We recently received Illumina HiSeq2500 data back from this project. Initially looking at the data, something seems off. Using FASTQC, the quality drops of drastically towards the last 20 bases of the reads. We also see a high degree of Illumina TruSeq adaptor/index sequences present in our data.
Since this sequencing run was multiplexed (i.e. multiple libraries were pooled and run together on the HiSeq), we need to demultiplex our sequences before performing any trimming. Otherwise, the trimming could remove the index (barcodes) sequences from the data and prevent us from separating out the different libraries from each other.
However, it turns out, demultiplexing is not a simple, straightforward task. There are a variety of programs available and they all have different options.

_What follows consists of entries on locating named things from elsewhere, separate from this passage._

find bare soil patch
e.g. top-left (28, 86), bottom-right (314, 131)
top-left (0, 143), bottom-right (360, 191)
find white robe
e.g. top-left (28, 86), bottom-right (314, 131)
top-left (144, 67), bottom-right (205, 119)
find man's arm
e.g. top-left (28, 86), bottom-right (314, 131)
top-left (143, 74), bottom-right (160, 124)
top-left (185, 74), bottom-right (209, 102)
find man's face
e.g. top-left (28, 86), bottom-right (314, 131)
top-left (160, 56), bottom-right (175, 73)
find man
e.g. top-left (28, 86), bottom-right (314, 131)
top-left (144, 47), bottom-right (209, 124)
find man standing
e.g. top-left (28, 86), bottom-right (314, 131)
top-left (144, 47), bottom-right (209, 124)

I decided to compare TruSeq index identification using two programs:
-grep (grep is a built-in command line (bash) program that searches through files to find matches to user-provided information.)

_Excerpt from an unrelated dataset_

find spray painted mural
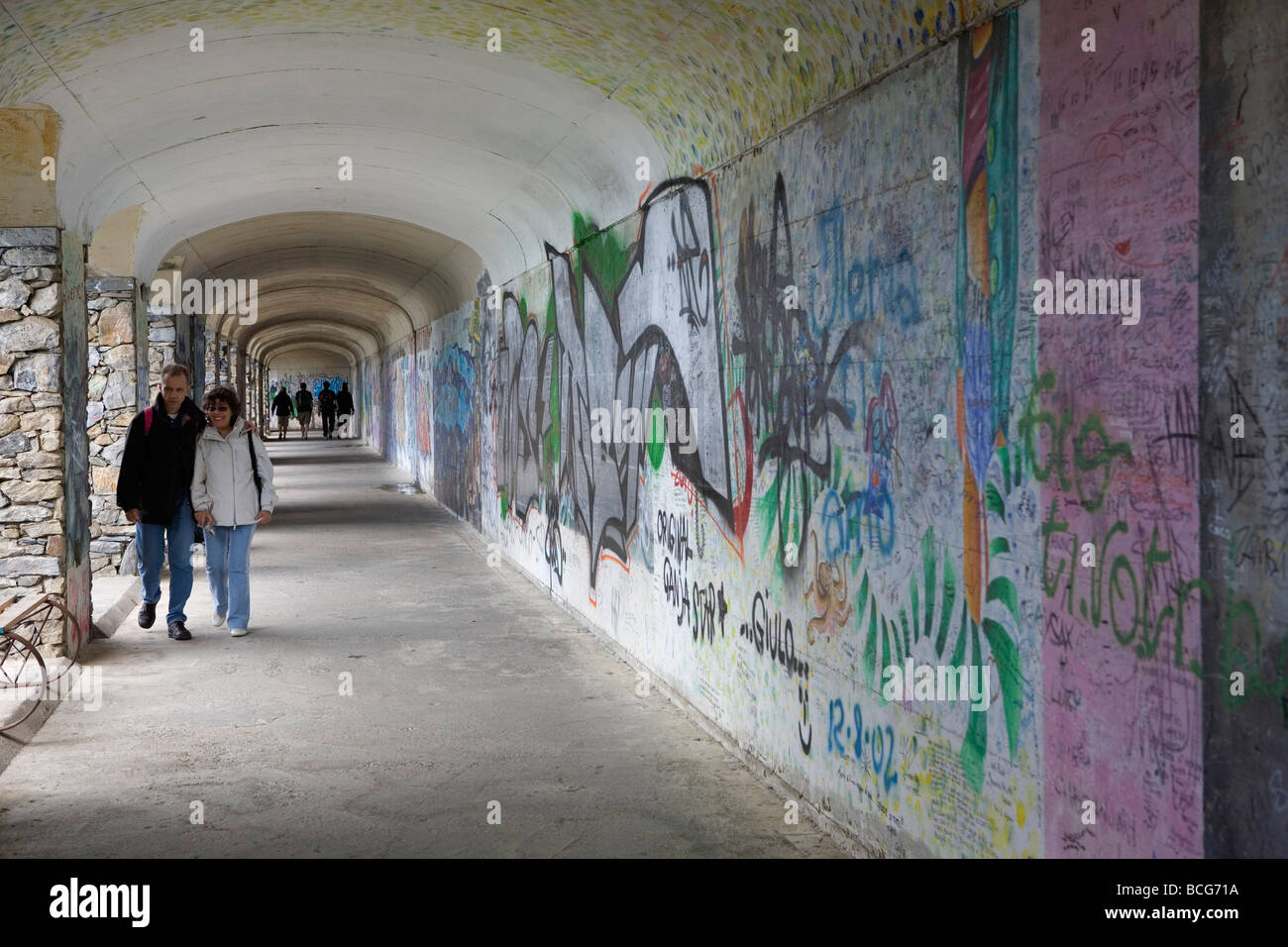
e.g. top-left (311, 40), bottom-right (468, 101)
top-left (362, 0), bottom-right (1288, 857)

-fastx_barcode_splitter.pl (fastx_barcode_splitter.pl is a component of the fastx_tookit that searches through FASTQ files to identify matches to user-provided index/barcode sequences.)
The advantage(s) of using grep is that it’s extremely fast, easy to use, and already exists on most Unix-based computers (Linux, OS X), thus not requiring any software installation. The disadvantage(s) of using grep for a situation like this is that it is not amenable to allowing for mismatches and/or partial matches to the user-provided information.
The advantage(s) of using fastx_barcode_splitter.pl is that it can accept a user-defined number of mismatches and/or partial matches to the user-defined index/barcode sequences. The disadvantage(s) of using fastx_barcode_splitter.pl is that it requires the user to specify the expected location of the index/barcode sequence in the target sequence: either the beginning of the line or the end of the line. It will not search beyond the length(s) of the provided index/barcode sequences. That means if you index/barcode exists in the middle of your sequences, this program will not find it. Additionally, since this program doesn’t exist natively on Unix-based machines, it must be downloaded and installed by the user.
So, I tested both of these programs to see how they compared at matching both long (the TruSeq adaptor/index sequences identified with FASTQC) and “short” (the actual 6bp index sequence) barcodes.
To simplify testing, only a single sequence file was used from the data set.
All analysis was done in a Jupyter (IPython) notebook.
FASTQC HTML file for easier viewing of FASTQC output.
NBViewer version of embedded notebook below.
long barcodes: Found in ~12% of all reads
short barcodes: Found in ~25% of all reads
long barcodes, beginning of line: Found in ~15% of all reads
long barcodes, end of line: Found in < 0.008% of all reads (yes, that is actually percentage)
short barcodes, beginning of line: Found in ~1.3% of all reads
short barcodes, end of line: Found in ~2.7% of all reads
Overall, the comparison is interesting, however, the important take home from this is that in the best-case scenario (grep, short barcodes), we’re only able to identify 25% of the reads in our sequences!
It should also be noted that my analysis only used sequences in one orientation. It would be a good idea to also do this analysis by searching with the reverse and reverse complements of these sequences.